Guérir de la folie des hommes
Le voilà donc livré contre son gré à ces cruels jeux du cirque pour le plaisir malsain de quelques parieurs enfiévrés. Son nouveau propriétaire veut faire de lui un tueur. En redécouvrant le goût du sang, il retrouve aussi la férocité de ses instincts primitifs qui lui permet de sortir victorieux de toutes les confrontations. Jusqu’au jour où il tombe sur un adversaire plus féroce que lui, un redoutable bulldog, appelé Cherokee, qui s’apprête à le mettre en charpie. Blessé et presque agonisant, il ne doit son salut qu’à l’intervention de deux hommes, un ingénieur des mines, Weedon Scott, et son ami Matt, qui font interrompre ce combat sanglant et sauvent in extremis l’animal d’une mort certaine.
Il faudra beaucoup de patience et de douceur pour guérir Croc-Blanc, non seulement de ses blessures, mais surtout de la folie et de la cruauté des hommes. Les deux amis finiront pourtant par obtenir du chien-loup, qui était pratiquement retourné à l’état sauvage, une reconnaissance qui prendra peu à peu le visage de l’amitié et presque de l’amour.
À partir de ce moment, Croc-Blanc, encore convalescent, mettra toute son énergie et son intelligence à défendre les intérêts de ses bienfaiteurs, n’hésitant pas à risquer sa propre vie.
Avec les yeux de Croc-Blanc
Ce roman de Jack London n’est au fond qu’une demi-fiction. L’écrivain a pu approcher de près ces hommes frustes et rudes que l’environnement du grand Nord rendait encore plus violents et plus primaires dans leur comportement de survie. Il a pu étudier et décrire les différentes communautés sociales qui se bousculaient sur quelques arpents de terre gelée, chaque fois qu’on y signalait la découverte d’une pépite : des prospecteurs obsédés par l’or, des ingénieurs plus éduqués, des peuplades amérindiennes aux mœurs étranges, en parfaite osmose avec le Grand Blanc, mais dangereusement contaminées par cette soudaine invasion étrangère.
London a su aussi nous faire pénétrer dans cette nature grandiose de l’Alaska, avec sa faune toute en fourrure et en crocs. Les chiens y sont plus qu’ailleurs indispensables à l’homme, la survie des uns et des autres y étant intimement liée.

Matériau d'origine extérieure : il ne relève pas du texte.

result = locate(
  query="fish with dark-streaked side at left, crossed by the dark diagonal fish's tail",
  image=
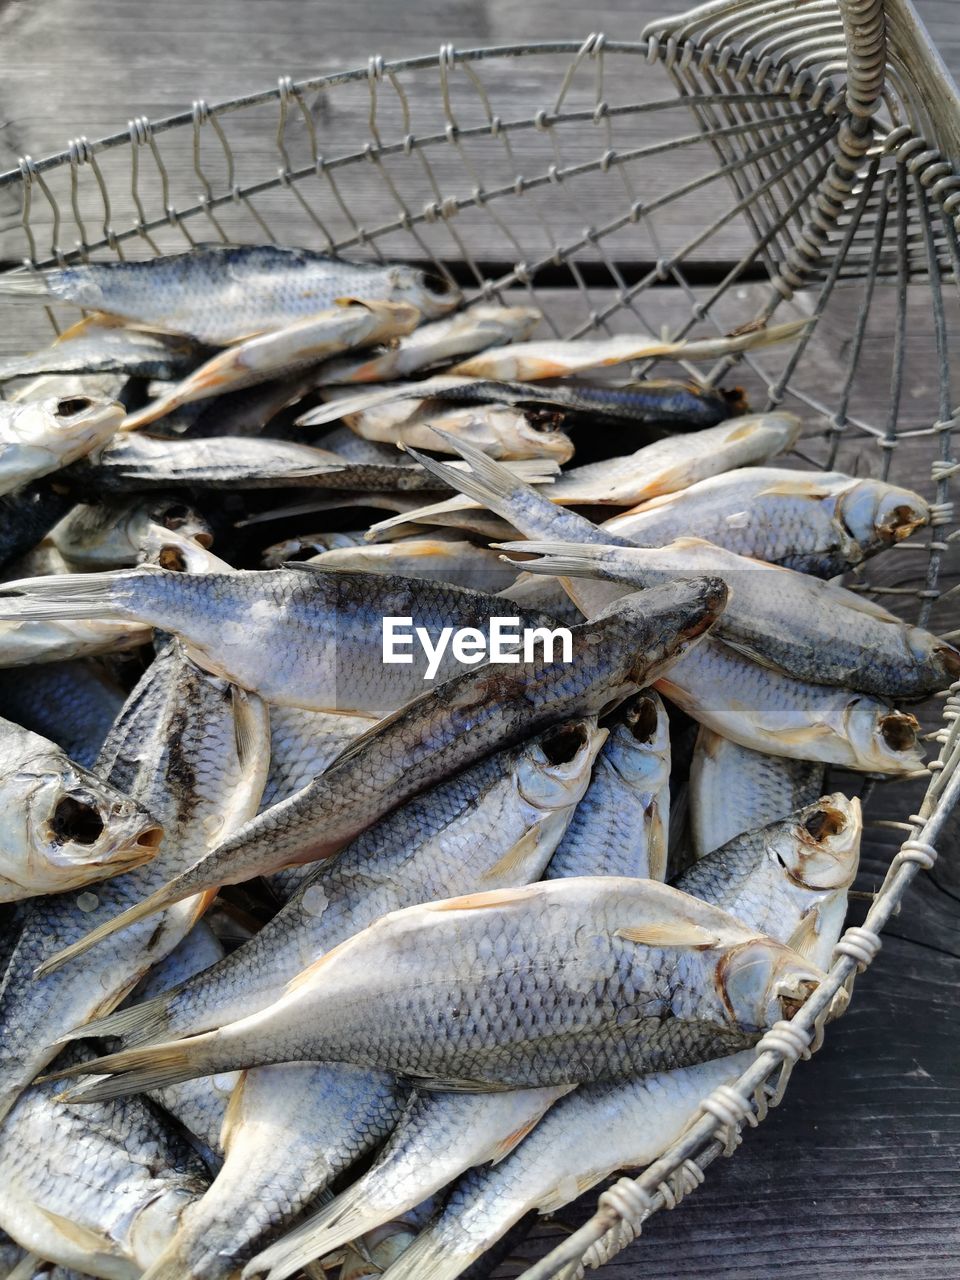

Les animaux sont d’ailleurs les vrais héros de ce récit, dont les diverses péripéties se vivent et se découvrent avec les yeux de Croc-Blanc, ce seigneur des neiges.
Moitié loup, moitié Malamute
Tôt ou tard, ce chien-loup emblématique devait à son tour être incarné au cinéma. Son histoire allait très vite séduire les studios Disney.
Restait à trouver un chien capable d’endosser le rôle de Croc-Blanc et d’en assumer l’imposante stature. Le choix se porta sur un Malamute d’Alaska croisé avec un véritable loup. Cet hybride s’appelait Jed et était âgé de 14 ans. Le film sortit en 1991. L’adaptation s’éloignait quelque peu de l’œuvre originale mais restituait somptueusement les grands espaces enneigés de l’Alaska. Le tournage eut lieu près de la ville de Haines, où certaines scènes d’intérieur ont été reconstituées en studio.
La localité a d’ailleurs conservé toutes les infrastructures laissées sur place à la fin du tournage pour en faire une attraction touristique, une sorte de parc à thème.
Le film ayant recueilli une recette satisfaisante et reçu un Genesis Award, les Studios Disney décidèrent de tourner, en 1994, un Croc-Blanc 2, qui racontait un peu l’histoire à l’envers : dégoûté par la compagnie des hommes, le chien décide de retourner à l’état sauvage. On ne peut pas vraiment lui donner tort. Dans cette histoire de chiens, de loups et d’hommes, les monstres ne sont pas toujours ceux que l’on pense…
La boucle était bouclée. Jed-Croc Blanc, l’interprète vieillissant du chien-loup aux dents blanches comme neige, meurt l’année suivante, à l’âge plus que respectable de 18 ans.